L’objectif est de rendre les interactions entre humains et animaux plus harmonieuses et efficaces. Un animal calme est non seulement plus facile à manipuler, mais aussi plus productif, en meilleure santé et moins ­susceptible de souffrir de blessures ou de maladies liées au stress.

Au cœur de cette méthode se trouve une profonde compréhension du comportement des animaux en milieu naturel, sans l’influence des humains. Cela permet de concevoir des stratégies d’interaction qui respectent leur nature, réduisant ainsi le stress et favorisant une meilleure productivité.

Temple Grandin, éthologue renommée pour ses travaux sur le comportement animal, a beaucoup contribué à faire comprendre que l’environnement physique joue un rôle essentiel dans le bien-être des animaux. Photo : Julie Desbiens

Minimiser le stress 

Le Dr Tremblay souligne que, contrairement à ce que l’on pourrait penser, il ne suffit pas d’avoir des barrières hautes et solides pour empêcher une vache de s’échapper. « Une barrière de six pieds de haut ne sera pas utile si la vache est paniquée et veut sauter. L’important est d’éviter de les mettre en situation de stress », précise-t-il. 

La réduction du stress chez les animaux de ferme apporte des bénéfices bien réels, tant pour les vaches que pour les éleveurs. Selon le vétérinaire, les animaux moins stressés sont plus productifs et présentent moins de problèmes de santé, notamment en matière de reproduction. « Un animal calme a de meilleurs résultats en termes de production et de santé, ce qui, à long terme, améliore aussi l’image de la profession agricole », explique-t-il.

Le bien-être animal est devenu un enjeu crucial dans le milieu agricole, notamment en raison de la pression grandissante du public pour des pratiques d’élevage plus respectueuses. « En comprenant mieux les vaches, on peut améliorer nos pratiques et montrer aux consommateurs que nous prenons soin des animaux », soutient le Dr Tremblay. 

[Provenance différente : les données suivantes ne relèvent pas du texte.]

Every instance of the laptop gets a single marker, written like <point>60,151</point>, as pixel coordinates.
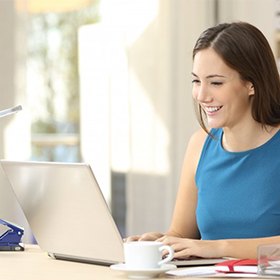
<point>68,214</point>
<point>66,210</point>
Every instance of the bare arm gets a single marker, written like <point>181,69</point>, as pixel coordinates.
<point>184,221</point>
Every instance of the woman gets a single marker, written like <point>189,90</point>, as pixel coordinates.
<point>228,201</point>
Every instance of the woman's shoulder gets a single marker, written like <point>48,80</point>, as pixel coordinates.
<point>198,138</point>
<point>196,143</point>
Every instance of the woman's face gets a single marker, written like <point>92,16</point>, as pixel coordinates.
<point>220,91</point>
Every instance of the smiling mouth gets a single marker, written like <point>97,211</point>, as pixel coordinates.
<point>212,109</point>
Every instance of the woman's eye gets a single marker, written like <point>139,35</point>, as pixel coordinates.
<point>216,83</point>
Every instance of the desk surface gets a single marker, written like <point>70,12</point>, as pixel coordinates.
<point>35,264</point>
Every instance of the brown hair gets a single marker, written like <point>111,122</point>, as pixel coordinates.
<point>245,49</point>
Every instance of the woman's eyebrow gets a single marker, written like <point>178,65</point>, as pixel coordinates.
<point>211,76</point>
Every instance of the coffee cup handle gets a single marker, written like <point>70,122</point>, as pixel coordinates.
<point>170,255</point>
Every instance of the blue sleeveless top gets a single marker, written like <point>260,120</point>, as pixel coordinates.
<point>238,192</point>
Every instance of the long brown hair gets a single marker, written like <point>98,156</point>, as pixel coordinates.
<point>245,49</point>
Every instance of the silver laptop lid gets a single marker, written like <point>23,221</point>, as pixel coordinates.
<point>66,210</point>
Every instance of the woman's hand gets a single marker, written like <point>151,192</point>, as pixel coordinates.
<point>149,236</point>
<point>185,248</point>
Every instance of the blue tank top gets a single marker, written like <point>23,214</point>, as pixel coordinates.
<point>238,192</point>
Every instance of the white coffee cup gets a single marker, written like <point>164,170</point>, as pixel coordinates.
<point>146,254</point>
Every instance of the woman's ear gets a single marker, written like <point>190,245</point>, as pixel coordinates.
<point>251,89</point>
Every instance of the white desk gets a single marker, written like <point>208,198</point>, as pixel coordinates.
<point>35,264</point>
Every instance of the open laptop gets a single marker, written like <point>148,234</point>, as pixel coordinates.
<point>67,212</point>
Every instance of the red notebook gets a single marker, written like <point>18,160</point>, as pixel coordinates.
<point>238,266</point>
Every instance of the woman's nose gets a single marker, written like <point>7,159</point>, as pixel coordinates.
<point>202,94</point>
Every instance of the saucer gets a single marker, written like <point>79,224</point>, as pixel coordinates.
<point>142,273</point>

L’importance de l’environnement physique

Pour aider à comprendre cet enjeu, on peut aussi se référer aux travaux de la scientifique Temple Grandin, éthologue renommée pour ses travaux sur le comportement animal. Elle a beaucoup contribué à faire comprendre que l’environnement physique joue un rôle essentiel dans le bien-être des animaux. Les éléments perturbateurs comme les bruits soudains, les drapeaux qui bougent ou les chaînes peuvent effrayer les vaches. Mme Grandin recommande également des planchers antidérapants et une bonne luminosité naturelle pour réduire le stress. Parler calmement aux bovins contribue aussi à réduire leur stress. Ces aménagements, basés sur une compréhension approfondie de la perception sensorielle des animaux, créent un environnement apaisant et améliorent leur bien-être. Une vache qui se sent en sécurité dans son environnement sera moins susceptible de réagir de façon imprévisible.

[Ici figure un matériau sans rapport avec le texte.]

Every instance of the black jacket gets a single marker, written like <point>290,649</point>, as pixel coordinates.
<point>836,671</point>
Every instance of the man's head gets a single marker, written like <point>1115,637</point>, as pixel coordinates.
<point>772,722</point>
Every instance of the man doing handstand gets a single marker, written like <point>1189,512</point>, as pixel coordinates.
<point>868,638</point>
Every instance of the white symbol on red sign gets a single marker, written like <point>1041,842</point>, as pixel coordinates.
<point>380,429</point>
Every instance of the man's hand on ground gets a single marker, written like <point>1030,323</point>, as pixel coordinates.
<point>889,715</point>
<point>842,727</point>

Mme Grandin a également développé des innovations spécifiques pour les installations d’élevage, telles que des rampes courbes qui facilitent le déplacement des bovins sans les effrayer et des brosses rotatives permettant aux animaux de se gratter, ce qui réduit leur stress. Elle insiste sur l’importance de créer des chemins clairs et rassurants, avec des courbes douces et des matériaux texturés, pour guider les animaux de manière naturelle et sécurisée.  

Une utilisation judicieuse des antibiotiques

En plus de sa conférence, lors du Colloque sur la santé des troupeaux laitiers, le 26 novembre, ­le Dr ­Tremblay animera un atelier sur l’utilisation des antibiotiques chez les bovins laitiers. Avec les nouvelles régulations encadrant l’utilisation des antibiotiques, en particulier ceux de classe 1, les éleveurs trouvent souvent ­difficile d’adapter leurs pratiques. « Il est possible de réduire l’usage des antibiotiques sans mettre en danger la santé des animaux », assure-t-il. 

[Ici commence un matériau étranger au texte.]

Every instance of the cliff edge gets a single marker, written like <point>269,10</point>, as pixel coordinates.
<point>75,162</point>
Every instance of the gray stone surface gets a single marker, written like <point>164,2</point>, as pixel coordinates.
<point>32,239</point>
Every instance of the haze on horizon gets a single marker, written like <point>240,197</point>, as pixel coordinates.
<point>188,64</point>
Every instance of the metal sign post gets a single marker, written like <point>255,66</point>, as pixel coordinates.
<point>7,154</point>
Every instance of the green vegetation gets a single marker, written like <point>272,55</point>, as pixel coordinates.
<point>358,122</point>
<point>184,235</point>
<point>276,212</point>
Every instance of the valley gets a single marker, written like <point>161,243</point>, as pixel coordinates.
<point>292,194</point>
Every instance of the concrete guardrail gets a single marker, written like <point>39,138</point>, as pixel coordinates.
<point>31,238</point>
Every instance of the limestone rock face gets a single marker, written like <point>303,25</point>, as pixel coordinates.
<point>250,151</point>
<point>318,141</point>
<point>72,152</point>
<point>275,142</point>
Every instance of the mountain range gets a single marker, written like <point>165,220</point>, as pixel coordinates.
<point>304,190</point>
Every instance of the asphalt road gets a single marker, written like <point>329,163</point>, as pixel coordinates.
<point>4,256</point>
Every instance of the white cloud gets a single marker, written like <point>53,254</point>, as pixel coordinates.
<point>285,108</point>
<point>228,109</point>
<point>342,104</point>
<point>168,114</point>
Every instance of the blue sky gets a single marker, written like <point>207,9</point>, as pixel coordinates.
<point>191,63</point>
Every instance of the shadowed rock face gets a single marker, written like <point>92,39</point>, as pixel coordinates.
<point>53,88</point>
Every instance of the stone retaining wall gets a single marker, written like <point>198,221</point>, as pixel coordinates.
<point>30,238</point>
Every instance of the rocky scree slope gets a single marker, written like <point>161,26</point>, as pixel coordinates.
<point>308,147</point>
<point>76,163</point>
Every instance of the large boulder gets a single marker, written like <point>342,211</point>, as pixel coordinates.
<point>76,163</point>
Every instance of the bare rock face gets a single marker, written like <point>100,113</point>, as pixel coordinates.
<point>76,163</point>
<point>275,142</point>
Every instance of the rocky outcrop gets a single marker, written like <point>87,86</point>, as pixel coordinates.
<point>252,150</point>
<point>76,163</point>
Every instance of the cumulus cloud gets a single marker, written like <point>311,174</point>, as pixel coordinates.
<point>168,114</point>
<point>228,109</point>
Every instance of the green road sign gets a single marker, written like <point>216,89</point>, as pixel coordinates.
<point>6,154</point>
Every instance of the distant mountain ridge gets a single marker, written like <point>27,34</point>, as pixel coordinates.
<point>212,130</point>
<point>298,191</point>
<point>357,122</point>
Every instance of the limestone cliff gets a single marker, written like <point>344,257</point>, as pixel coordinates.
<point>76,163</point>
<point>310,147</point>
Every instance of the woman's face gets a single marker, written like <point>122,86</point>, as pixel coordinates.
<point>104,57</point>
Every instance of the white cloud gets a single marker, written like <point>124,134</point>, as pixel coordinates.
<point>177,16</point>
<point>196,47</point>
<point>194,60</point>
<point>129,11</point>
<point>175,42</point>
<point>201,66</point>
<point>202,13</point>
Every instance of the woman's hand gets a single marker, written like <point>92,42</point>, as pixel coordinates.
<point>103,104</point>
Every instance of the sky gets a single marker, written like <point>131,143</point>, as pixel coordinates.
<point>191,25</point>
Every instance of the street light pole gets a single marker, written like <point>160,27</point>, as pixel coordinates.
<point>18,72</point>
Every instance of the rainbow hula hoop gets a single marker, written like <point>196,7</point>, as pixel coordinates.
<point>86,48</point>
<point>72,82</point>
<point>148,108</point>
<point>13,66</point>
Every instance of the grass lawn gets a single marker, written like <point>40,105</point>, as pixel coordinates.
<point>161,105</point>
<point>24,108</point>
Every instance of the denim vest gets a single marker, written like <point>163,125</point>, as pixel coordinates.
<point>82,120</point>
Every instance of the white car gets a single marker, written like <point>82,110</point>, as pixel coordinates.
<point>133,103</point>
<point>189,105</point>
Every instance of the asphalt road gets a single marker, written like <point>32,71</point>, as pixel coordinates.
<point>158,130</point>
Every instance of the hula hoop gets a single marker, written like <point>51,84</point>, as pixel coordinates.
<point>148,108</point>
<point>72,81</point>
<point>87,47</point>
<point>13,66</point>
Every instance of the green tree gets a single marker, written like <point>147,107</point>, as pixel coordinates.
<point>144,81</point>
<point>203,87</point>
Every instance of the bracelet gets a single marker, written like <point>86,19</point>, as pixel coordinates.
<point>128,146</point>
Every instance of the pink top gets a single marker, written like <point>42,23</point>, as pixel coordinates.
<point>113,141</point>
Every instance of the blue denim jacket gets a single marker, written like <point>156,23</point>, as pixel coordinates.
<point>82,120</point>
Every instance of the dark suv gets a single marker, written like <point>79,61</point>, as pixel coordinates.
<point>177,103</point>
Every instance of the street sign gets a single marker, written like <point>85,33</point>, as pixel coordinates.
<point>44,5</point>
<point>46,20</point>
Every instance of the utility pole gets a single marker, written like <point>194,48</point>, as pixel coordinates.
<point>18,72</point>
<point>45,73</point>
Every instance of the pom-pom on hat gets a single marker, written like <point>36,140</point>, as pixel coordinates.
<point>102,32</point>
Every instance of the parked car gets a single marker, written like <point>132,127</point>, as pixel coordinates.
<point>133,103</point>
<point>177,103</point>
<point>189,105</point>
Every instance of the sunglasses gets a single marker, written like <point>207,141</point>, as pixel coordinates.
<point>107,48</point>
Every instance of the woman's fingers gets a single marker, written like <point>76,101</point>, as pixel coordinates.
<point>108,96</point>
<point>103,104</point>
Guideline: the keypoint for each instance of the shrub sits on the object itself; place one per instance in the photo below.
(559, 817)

Durant cet atelier, les participants seront invités à répondre à des questions spécifiques sur leurs pratiques et à comparer leurs réponses avec celles des autres. Cela permettra de créer un point de départ pour des discussions avec leur vétérinaire une fois de retour à la ferme. « Par exemple, si un éleveur utilise moins d’antibiotiques que la moyenne, cela peut ouvrir un dialogue sur des pratiques alternatives », conclut le Dr Tremblay.